# E46 M front strut brace on 330i



## PG (Jan 13, 2002)

Does anyone know what part #s are required for installing the E46 M front strut brace on a 330i?

Also, which dealership offers the best price on the strut brace?

Thanks,
PG


----------



## Mr. The Edge (Dec 19, 2001)

PG said:


> *Does anyone know what part #s are required for installing the E46 M front strut brace on a 330i?
> 
> Also, which dealership offers the best price on the strut brace?
> 
> ...


do a search here. Ron Stygar has posted all the pertinent info


----------



## Raffi (May 18, 2002)

PG said:


> *Does anyone know what part #s are required for installing the E46 M front strut brace on a 330i?
> 
> Also, which dealership offers the best price on the strut brace?
> 
> ...


As atyclb said, do a search, there are a couple of threads here with all the info you need. FYI, I got mine from South BMW in Florida, but I recently read that Cutter Motors has a better price on the package.


----------



## Jeff_DML (Mar 13, 2002)

Side question, would a front strut brace increase oversteer? 
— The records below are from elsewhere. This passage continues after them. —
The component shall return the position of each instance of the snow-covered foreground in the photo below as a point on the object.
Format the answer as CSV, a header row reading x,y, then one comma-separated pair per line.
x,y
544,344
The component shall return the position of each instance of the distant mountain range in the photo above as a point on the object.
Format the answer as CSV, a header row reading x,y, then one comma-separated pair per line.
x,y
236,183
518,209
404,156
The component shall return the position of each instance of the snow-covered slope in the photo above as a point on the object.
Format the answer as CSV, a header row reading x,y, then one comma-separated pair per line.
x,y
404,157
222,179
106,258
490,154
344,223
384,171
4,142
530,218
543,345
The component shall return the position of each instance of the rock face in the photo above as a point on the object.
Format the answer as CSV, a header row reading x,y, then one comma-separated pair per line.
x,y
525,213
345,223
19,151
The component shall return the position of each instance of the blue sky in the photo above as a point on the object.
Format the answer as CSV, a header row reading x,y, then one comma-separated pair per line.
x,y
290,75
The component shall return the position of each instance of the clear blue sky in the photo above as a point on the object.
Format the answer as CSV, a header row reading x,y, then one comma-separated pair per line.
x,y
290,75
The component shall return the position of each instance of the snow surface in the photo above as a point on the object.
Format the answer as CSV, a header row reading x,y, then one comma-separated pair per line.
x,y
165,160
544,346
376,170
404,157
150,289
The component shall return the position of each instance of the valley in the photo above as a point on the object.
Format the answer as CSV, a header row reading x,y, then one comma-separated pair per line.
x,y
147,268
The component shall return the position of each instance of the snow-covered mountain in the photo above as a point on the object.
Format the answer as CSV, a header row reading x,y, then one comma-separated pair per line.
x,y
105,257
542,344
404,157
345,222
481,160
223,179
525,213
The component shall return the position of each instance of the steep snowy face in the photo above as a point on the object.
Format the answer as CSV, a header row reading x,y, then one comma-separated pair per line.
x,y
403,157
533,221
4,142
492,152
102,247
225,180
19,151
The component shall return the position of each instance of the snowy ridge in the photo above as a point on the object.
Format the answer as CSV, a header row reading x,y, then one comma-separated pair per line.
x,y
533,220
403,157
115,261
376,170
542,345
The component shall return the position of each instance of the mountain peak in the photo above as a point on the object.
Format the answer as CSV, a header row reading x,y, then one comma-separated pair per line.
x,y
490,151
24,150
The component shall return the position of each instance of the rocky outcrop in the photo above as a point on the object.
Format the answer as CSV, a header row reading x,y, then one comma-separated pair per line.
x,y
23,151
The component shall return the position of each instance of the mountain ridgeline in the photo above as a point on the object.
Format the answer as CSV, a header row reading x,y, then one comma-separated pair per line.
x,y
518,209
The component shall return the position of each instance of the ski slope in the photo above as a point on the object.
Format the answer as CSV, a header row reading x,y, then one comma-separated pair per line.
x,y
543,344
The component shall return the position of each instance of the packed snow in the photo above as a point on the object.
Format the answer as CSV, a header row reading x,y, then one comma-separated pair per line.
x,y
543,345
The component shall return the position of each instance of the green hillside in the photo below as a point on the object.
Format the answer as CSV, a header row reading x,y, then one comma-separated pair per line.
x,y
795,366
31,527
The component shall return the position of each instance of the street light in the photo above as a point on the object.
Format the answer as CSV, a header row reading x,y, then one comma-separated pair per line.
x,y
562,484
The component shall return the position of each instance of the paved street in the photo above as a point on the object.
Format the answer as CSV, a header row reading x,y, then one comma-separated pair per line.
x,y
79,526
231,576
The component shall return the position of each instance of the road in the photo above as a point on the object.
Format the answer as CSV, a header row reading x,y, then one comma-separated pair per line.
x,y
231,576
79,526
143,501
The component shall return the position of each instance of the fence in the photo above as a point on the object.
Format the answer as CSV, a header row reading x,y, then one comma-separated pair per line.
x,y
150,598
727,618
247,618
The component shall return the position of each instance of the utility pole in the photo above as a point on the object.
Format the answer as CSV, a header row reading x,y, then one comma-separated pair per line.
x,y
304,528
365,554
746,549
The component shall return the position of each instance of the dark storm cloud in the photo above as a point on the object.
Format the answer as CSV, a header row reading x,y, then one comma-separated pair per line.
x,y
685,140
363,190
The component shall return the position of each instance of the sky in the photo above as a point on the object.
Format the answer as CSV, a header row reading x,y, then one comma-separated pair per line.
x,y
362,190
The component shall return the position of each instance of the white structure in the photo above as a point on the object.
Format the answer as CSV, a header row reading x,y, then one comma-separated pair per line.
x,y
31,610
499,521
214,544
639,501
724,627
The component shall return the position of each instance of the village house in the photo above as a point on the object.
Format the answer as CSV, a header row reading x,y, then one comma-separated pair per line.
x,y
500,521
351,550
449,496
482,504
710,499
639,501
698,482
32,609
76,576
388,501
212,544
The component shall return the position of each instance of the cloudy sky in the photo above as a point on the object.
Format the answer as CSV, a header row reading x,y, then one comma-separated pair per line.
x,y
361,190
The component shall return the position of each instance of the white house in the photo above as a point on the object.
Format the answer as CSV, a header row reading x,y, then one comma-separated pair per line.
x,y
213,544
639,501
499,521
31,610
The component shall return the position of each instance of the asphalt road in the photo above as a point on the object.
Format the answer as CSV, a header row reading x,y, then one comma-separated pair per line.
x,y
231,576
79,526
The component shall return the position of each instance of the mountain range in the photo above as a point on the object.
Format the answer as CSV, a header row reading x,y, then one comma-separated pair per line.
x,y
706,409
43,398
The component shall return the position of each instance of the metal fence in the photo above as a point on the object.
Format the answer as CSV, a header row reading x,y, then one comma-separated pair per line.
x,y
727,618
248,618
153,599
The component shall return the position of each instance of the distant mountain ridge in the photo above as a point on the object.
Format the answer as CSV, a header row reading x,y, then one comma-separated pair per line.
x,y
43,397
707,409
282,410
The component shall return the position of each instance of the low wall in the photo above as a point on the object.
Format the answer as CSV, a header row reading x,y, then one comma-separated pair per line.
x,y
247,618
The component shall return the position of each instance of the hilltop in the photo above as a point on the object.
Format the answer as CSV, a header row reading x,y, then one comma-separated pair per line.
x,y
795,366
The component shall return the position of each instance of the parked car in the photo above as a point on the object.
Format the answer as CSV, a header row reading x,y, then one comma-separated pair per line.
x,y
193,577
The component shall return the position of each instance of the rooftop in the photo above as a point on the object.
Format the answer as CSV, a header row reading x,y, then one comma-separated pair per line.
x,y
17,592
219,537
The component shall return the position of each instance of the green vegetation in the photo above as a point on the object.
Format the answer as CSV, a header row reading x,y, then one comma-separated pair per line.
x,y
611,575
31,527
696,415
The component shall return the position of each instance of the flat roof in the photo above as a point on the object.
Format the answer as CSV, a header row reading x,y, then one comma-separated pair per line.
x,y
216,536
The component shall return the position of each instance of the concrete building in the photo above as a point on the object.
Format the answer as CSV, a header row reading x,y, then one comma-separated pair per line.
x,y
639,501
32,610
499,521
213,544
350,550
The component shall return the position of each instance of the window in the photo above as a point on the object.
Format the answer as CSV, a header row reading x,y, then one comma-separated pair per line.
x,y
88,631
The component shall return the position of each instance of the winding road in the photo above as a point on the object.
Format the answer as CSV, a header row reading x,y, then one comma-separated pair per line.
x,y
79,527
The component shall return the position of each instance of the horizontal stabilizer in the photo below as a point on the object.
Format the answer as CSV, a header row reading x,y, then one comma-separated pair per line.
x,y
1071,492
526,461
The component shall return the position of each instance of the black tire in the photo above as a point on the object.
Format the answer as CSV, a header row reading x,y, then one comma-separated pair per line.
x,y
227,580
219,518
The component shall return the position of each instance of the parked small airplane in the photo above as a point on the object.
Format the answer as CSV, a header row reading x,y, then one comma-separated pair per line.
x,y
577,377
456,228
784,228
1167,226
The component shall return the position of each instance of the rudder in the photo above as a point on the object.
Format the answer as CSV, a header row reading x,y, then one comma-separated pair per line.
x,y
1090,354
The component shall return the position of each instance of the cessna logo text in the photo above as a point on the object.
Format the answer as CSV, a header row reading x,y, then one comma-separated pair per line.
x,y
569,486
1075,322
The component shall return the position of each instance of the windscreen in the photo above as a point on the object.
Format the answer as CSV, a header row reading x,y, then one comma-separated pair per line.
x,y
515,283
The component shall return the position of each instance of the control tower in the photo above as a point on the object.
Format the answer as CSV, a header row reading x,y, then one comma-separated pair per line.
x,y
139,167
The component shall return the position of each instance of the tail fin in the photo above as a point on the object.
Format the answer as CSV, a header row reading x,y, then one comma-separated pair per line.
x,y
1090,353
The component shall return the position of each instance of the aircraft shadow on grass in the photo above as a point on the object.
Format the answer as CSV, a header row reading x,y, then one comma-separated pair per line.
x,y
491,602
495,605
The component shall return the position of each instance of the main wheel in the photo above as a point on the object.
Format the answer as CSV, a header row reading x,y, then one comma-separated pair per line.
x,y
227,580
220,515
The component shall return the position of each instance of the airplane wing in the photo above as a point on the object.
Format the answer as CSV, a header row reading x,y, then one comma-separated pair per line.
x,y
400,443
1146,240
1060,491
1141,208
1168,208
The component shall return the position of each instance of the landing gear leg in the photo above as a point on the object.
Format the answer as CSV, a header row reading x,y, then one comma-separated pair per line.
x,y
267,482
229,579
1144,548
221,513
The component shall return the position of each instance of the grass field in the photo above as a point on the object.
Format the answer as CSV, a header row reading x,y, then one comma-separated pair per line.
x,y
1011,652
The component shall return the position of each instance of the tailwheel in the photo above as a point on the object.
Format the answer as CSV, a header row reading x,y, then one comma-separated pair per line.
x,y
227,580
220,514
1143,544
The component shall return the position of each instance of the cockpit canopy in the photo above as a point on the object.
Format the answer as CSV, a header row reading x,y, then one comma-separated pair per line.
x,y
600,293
I would assume it allows less flex in the front of the car, which leads to increase grip in the front. Assuming rear grip does not change much if any then we have more of a chance of oversteer?


----------



## Jeff_DML (Mar 13, 2002)

Jeff_DML said:


> *Side question, would a front strut brace increase oversteer?
> 
> I would assume it allows less flex in the front of the car, which leads to increase grip in the front. Assuming rear grip does not change much if any then we have more of a chance of oversteer? *


sorry didnt search good enough, seems like it does

http://www.bimmerfest.com/forums/showthread.php?s=&threadid=10150&highlight=strut+brace


----------